アカデミー賞11部門ノミネートだし、「女王陛下のお気に入り」のヨルゴス・ランティモス監督作品だし、18禁だし、ドキッとさせてくれるかなあと思って観たんだが・・・。「女王陛下のお気に入り」の3人の女より迫力ないなあ。
映像はファンタジー感満載で、ベラの衣装もミニスカート含め可愛いい。クルーズ船もリスボンの街並みもなかなかのSF感。
だが原題:Poor Thingsだからか、なんかPoor感が凄くて。パリの娼館あたりで飽きてきた。もう大人なので、セッ〇スシーンを見ても、(おおっ、頑張ってるなあ)位しか思わんし。出てくる男どもが、特にマーク・ラファロ演じる弁護士ダンカンと、ベラの元夫があまりにもPoorでさあ。何か観てて、本当に「哀れ」なんだもん。
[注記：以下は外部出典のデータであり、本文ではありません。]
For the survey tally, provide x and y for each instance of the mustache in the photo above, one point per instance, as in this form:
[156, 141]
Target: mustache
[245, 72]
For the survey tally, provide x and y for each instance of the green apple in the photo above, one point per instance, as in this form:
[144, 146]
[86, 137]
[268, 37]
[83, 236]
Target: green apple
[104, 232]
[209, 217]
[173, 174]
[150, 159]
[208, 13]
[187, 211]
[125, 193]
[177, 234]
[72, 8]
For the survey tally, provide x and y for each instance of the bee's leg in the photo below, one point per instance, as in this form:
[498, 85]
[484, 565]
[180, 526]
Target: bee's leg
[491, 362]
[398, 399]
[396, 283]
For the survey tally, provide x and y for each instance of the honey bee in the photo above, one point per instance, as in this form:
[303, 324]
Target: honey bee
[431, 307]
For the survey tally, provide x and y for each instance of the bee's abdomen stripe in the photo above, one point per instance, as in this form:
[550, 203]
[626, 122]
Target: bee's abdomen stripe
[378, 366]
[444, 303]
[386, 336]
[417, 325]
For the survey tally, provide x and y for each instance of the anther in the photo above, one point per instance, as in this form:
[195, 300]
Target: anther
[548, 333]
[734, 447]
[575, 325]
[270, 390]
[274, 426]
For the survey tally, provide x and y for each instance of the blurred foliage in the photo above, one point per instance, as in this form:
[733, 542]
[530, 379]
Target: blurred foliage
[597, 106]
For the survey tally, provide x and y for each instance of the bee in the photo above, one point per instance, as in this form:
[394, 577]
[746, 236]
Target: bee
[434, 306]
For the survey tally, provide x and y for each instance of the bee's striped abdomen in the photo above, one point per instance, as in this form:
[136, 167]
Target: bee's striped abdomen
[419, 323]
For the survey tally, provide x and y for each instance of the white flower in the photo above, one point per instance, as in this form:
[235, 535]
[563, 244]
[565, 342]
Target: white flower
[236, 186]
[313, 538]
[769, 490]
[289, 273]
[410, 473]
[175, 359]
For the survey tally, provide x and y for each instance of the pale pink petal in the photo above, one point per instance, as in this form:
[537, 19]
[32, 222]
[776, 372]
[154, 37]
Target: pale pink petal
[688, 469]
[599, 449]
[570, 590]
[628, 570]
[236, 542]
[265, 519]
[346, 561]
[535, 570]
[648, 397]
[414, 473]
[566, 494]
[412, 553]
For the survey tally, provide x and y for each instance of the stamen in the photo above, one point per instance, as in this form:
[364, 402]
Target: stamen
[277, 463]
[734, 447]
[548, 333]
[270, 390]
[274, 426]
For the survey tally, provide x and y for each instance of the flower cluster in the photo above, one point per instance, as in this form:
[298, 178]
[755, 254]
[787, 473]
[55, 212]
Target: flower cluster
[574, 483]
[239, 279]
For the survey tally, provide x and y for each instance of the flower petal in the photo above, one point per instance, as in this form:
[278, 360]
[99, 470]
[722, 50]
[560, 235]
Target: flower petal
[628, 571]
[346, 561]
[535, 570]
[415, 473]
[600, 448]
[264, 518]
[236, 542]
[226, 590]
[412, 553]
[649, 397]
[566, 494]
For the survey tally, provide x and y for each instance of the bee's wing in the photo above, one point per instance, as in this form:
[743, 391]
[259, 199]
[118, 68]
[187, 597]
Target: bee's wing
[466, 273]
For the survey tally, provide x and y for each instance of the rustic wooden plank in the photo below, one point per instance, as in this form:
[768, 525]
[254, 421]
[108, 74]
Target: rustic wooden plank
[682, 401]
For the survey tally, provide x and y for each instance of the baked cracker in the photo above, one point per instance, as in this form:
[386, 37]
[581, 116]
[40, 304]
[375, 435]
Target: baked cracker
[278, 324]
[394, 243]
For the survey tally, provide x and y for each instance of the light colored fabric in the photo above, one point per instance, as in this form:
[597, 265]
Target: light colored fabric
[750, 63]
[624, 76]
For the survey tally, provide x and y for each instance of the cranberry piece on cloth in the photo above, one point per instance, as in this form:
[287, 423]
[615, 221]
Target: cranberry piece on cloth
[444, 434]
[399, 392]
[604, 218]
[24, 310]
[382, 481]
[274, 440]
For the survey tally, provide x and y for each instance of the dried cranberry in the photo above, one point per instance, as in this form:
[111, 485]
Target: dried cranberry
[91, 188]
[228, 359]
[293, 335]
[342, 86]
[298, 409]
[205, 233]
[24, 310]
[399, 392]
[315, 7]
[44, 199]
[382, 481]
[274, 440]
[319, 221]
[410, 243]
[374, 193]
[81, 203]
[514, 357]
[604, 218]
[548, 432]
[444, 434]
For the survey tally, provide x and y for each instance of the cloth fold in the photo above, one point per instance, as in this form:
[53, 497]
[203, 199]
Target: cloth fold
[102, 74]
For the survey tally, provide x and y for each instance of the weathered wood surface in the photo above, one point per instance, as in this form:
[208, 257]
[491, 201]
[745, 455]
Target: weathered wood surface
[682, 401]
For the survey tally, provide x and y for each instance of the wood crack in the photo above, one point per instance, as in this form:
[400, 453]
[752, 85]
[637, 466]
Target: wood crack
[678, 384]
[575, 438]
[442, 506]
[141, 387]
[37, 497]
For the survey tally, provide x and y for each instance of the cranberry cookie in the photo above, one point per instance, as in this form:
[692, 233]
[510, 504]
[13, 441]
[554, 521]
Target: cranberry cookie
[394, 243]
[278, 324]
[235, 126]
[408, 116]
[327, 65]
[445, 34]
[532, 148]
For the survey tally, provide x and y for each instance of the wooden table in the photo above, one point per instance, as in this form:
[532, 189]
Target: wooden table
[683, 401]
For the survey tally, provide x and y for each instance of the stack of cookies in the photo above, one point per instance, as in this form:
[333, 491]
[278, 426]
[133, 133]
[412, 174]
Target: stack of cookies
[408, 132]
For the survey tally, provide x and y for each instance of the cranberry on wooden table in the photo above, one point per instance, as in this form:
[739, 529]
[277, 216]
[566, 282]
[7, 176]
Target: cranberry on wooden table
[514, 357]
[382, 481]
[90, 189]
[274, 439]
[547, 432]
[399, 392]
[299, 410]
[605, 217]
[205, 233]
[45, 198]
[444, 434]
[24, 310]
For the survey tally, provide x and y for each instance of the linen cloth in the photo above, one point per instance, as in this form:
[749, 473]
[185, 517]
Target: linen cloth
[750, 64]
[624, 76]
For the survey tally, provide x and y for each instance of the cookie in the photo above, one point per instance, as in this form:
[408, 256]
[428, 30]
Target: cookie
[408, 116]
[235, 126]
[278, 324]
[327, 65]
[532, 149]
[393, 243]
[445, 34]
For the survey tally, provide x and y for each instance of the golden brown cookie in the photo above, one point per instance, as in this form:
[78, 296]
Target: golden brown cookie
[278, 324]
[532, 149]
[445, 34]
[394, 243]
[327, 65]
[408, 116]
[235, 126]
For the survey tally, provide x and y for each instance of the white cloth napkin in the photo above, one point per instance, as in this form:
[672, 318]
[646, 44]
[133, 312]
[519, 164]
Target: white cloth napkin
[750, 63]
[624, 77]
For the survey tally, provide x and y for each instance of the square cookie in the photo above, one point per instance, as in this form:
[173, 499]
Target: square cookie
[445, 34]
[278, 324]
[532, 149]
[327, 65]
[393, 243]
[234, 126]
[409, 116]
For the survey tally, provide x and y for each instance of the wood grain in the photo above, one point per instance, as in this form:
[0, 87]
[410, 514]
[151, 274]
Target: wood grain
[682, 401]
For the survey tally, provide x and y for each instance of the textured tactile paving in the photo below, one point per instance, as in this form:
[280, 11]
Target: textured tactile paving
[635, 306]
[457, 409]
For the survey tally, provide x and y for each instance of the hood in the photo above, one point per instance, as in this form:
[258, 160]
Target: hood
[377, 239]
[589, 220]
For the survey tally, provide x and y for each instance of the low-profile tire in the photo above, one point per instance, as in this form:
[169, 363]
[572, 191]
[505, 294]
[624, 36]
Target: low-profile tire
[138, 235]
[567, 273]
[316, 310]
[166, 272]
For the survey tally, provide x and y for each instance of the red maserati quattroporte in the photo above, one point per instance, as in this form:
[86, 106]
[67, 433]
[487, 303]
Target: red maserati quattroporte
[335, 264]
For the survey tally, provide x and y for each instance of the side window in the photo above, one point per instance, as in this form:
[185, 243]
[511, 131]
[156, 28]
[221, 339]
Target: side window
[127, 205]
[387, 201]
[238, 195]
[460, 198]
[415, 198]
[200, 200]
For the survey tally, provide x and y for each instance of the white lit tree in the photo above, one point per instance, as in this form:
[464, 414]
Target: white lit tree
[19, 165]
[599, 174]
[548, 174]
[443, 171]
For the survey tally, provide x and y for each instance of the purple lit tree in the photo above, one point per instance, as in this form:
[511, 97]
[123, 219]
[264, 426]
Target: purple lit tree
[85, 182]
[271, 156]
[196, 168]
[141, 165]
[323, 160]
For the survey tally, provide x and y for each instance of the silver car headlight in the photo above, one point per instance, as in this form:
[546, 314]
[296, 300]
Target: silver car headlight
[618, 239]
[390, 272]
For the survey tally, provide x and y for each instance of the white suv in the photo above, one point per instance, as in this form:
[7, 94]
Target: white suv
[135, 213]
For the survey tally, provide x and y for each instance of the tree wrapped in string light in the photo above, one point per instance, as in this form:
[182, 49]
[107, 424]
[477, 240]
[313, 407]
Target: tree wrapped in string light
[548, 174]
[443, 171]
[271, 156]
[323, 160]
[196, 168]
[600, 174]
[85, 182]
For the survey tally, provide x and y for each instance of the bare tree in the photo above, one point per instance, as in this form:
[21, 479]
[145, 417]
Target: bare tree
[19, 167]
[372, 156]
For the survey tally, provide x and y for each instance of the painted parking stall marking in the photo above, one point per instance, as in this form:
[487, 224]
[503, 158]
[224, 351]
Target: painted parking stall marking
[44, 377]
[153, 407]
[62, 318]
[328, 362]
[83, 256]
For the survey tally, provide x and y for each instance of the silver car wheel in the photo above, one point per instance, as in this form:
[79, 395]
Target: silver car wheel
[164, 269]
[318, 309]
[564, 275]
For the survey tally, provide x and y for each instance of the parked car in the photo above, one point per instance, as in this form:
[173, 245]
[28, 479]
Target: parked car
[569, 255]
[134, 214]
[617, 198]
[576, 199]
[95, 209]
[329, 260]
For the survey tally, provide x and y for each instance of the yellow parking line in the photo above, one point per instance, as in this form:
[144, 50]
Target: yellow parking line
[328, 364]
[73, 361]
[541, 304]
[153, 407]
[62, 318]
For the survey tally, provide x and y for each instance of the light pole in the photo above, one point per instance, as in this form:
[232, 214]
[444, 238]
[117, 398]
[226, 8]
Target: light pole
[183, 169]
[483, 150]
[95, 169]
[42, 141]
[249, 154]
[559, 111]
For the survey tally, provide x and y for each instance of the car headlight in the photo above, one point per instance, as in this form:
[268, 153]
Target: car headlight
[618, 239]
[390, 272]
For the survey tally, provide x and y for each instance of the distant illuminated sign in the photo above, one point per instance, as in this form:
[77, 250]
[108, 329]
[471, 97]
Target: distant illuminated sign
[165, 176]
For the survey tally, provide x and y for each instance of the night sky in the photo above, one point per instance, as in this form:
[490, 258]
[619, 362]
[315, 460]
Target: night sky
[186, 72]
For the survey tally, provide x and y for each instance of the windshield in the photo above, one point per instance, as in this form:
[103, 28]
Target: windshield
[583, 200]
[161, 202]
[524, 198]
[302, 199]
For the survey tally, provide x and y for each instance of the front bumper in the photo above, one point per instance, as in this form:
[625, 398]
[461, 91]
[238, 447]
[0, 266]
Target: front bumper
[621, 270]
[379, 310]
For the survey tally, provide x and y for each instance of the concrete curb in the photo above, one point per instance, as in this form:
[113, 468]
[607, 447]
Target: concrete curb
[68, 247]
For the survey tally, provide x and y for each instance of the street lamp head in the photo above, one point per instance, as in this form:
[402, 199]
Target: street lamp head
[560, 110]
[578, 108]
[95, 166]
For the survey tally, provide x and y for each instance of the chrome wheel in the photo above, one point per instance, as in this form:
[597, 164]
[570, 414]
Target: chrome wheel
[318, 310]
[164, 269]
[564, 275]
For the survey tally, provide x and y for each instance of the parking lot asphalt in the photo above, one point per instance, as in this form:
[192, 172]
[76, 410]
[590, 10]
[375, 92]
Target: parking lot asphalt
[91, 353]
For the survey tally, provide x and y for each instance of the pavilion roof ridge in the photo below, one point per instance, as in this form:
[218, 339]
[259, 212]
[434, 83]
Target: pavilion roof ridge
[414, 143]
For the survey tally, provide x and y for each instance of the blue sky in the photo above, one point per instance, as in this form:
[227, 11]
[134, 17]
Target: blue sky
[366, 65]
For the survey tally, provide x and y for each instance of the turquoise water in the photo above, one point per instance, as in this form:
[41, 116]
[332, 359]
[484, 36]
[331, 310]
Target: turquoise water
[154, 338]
エマ・ストーンはあれだけ全裸で頑張っているので、アカデミー賞主演女優賞取るんだろうなあ。満足に歩けなくて、お漏らししていた移殖直後から、知的好奇心にあふれ社会を変えようとするまでの、ベラの成長ぶりを見事に演じてたし。
この狂った登場人物の中で、個人的に一番凄いなと思ったのは、バクスター家の家政婦さんだ。科学者のゴドウィン・バクスター博士(ウィレム・デフォー)の脳移殖の手術助手も淡々とこなす。ベラと、2代目ベラのフェリシティの育児もする。そして、家政婦としても仕事をしてる。ええっ!どんだけ!!!働くんだあ! この女性こそ、この映画の世界で独立して完成された女性ではないだろうか。最後、バクスター家の一員として、普段着で庭でジンを飲んでるんだが、この家政婦さんが一番努力とその成果としての成長をしたんじゃないだろうかと。
あと、映画を観ていた観客も偉かったよ。エンドロール途中で退席するかと思ったら、皆、明るくなるまで席にいたもの。
リスボンのエッグタルトは、なるほど、卵の黄身の有効活用だったのかあ。勉強になった。
フェリシティ、ヴィクトリア朝の美女(フローレンス=アルマ・タデマの描く絵みたいな)を演じてたらマーガレット・クアリーなんだが、調べたらお母さんがアンディ・マクダウェルだった。ビックリ! もう娘が活躍する世代なのねえ。